Over time, and with the continued exponential growth in data, there’s also an interesting question around whether Quantum computing will render the cloud obsolete. As the quantity and complexity of data increases, the efficiencies gained through the cloud may become cost prohibitive to organisations. With a cheap, readily available Quantum machine, it may be more prudent to move back towards an on-premises solution, rather than distributing computing power and storage.
Whilst quantum computing shows so much promise, there are also several big hurdles to tackle before it becomes a reality. Currently the machines are complicated both to make and to use. The algorithms created thus far are extremely complex and require a mix of both classical and quantum techniques. Eventually a high-level language such as C will be made to help reduce complexity, but that is still currently some way off. Also, the machines themselves are extremely delicate. Some parts need to be kept at the same temperature as liquid nitrogen (−196 °C) and are so sensitive that they can even be disrupted by footsteps.

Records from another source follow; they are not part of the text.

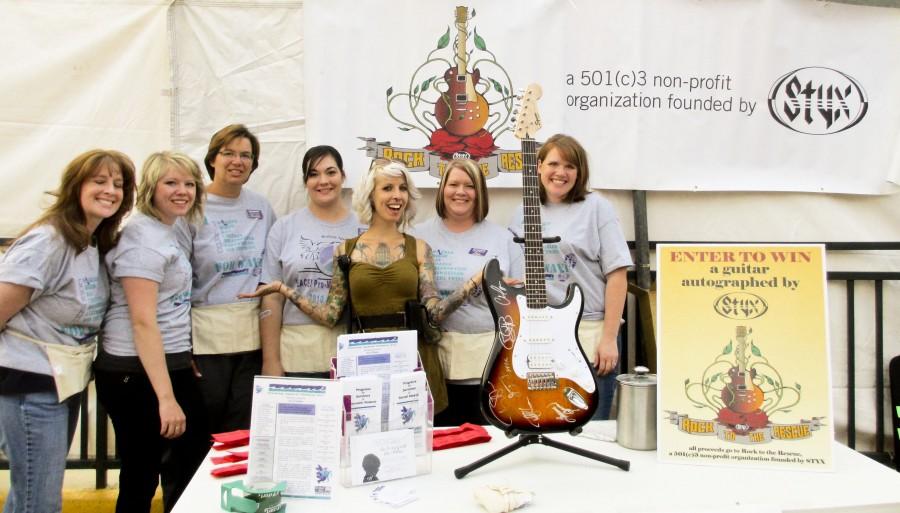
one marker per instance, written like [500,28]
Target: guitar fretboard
[535,287]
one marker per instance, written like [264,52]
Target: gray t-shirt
[457,257]
[300,253]
[592,245]
[149,249]
[71,291]
[227,248]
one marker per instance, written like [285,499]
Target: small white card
[382,456]
[365,394]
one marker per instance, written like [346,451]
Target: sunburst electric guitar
[537,379]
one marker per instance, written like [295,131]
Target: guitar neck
[741,336]
[462,56]
[535,286]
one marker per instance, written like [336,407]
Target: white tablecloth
[565,482]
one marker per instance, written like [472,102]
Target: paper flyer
[382,456]
[408,405]
[380,353]
[743,356]
[295,434]
[365,394]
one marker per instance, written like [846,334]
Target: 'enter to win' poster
[744,377]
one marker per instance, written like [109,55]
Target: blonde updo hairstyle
[362,196]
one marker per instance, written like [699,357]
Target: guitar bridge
[542,380]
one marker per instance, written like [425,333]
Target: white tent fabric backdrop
[141,76]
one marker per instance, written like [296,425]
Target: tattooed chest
[379,254]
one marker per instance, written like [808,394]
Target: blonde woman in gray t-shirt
[463,242]
[144,374]
[53,293]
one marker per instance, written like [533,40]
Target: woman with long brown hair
[53,294]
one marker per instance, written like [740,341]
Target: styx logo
[817,101]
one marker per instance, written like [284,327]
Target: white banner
[770,95]
[77,76]
[241,62]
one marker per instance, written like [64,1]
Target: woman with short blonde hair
[463,242]
[143,370]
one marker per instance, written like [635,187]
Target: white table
[565,482]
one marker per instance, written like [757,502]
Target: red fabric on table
[230,470]
[231,439]
[228,458]
[466,434]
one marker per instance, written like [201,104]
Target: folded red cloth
[230,470]
[228,458]
[466,434]
[231,439]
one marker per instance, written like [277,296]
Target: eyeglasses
[244,156]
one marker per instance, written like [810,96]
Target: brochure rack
[368,442]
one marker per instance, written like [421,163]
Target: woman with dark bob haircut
[53,294]
[299,252]
[592,252]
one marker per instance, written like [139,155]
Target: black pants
[226,385]
[465,406]
[134,410]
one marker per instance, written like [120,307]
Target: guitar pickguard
[547,344]
[537,379]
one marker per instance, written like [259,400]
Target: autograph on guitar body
[537,379]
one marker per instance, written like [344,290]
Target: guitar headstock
[528,120]
[462,14]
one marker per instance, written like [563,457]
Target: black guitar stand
[526,439]
[532,438]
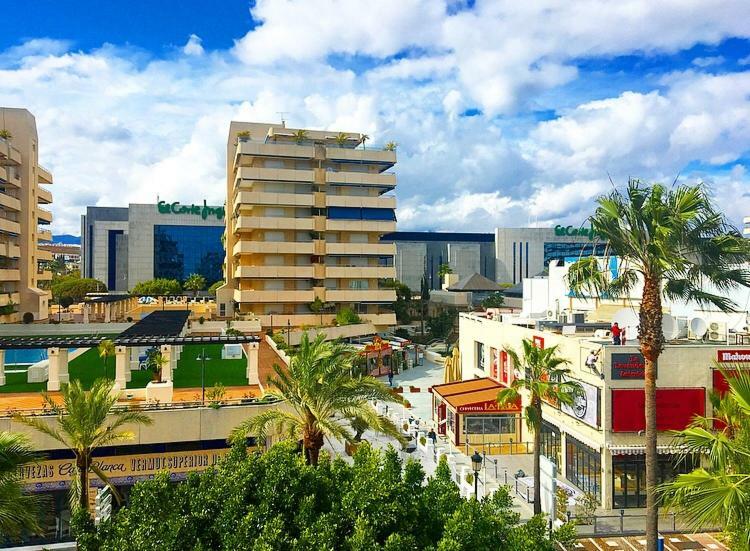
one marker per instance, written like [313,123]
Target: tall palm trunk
[82,463]
[652,342]
[537,454]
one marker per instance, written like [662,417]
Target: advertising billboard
[586,405]
[675,408]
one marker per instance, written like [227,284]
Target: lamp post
[203,359]
[476,465]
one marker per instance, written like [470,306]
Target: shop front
[467,413]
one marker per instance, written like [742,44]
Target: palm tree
[300,136]
[106,350]
[717,494]
[18,512]
[674,242]
[322,396]
[543,378]
[85,422]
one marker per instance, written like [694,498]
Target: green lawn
[226,372]
[88,367]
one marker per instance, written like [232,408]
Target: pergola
[166,329]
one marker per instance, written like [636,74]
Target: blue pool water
[24,357]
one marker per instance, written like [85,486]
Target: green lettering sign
[572,231]
[204,211]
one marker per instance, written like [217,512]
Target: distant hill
[67,239]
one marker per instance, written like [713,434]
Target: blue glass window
[183,250]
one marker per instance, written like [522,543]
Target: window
[583,466]
[183,250]
[481,360]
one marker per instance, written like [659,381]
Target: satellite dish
[669,327]
[698,327]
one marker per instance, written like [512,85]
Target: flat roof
[439,236]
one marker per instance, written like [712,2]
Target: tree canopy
[274,501]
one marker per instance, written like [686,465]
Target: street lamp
[203,359]
[476,465]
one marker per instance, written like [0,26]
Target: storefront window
[584,466]
[629,477]
[551,443]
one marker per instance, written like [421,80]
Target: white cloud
[117,127]
[194,46]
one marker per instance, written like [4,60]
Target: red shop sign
[675,408]
[733,356]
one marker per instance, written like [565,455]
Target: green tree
[675,243]
[106,350]
[424,300]
[717,494]
[320,392]
[85,422]
[495,300]
[19,512]
[544,378]
[195,283]
[158,286]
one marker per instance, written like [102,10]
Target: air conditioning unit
[717,331]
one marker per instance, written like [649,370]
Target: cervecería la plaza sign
[572,231]
[204,211]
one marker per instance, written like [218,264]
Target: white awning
[640,449]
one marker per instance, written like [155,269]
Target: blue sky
[505,114]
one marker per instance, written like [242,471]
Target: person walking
[616,332]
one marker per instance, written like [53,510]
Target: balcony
[265,198]
[10,226]
[361,178]
[8,298]
[44,196]
[250,223]
[382,202]
[10,274]
[361,249]
[43,214]
[272,247]
[10,250]
[41,254]
[360,295]
[45,176]
[10,203]
[360,272]
[9,155]
[274,174]
[278,297]
[290,151]
[375,156]
[287,272]
[379,226]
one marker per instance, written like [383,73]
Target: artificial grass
[89,367]
[226,372]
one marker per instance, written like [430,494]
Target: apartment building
[305,213]
[23,221]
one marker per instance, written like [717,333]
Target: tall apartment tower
[305,212]
[23,222]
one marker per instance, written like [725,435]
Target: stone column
[122,367]
[58,368]
[251,352]
[166,370]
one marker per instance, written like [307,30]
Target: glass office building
[123,246]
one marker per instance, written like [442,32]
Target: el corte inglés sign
[204,211]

Clearly these problems are significant, but the scale of the challenge is not dissimilar to those that were faced by classical computers in the 60/70s. If these hurdles are overcome, it will revolutionize how we are able to deal with data forever.
2020 and beyond
From the way in which we teach and learn data science, to the technology that supports our data analysis, there are many changes that will disrupt the concept and practice of data science in the coming years. The certainty though is that the importance of organisations having a strong data science capability, and ideally a capability that is embedded across the firm, will only increase.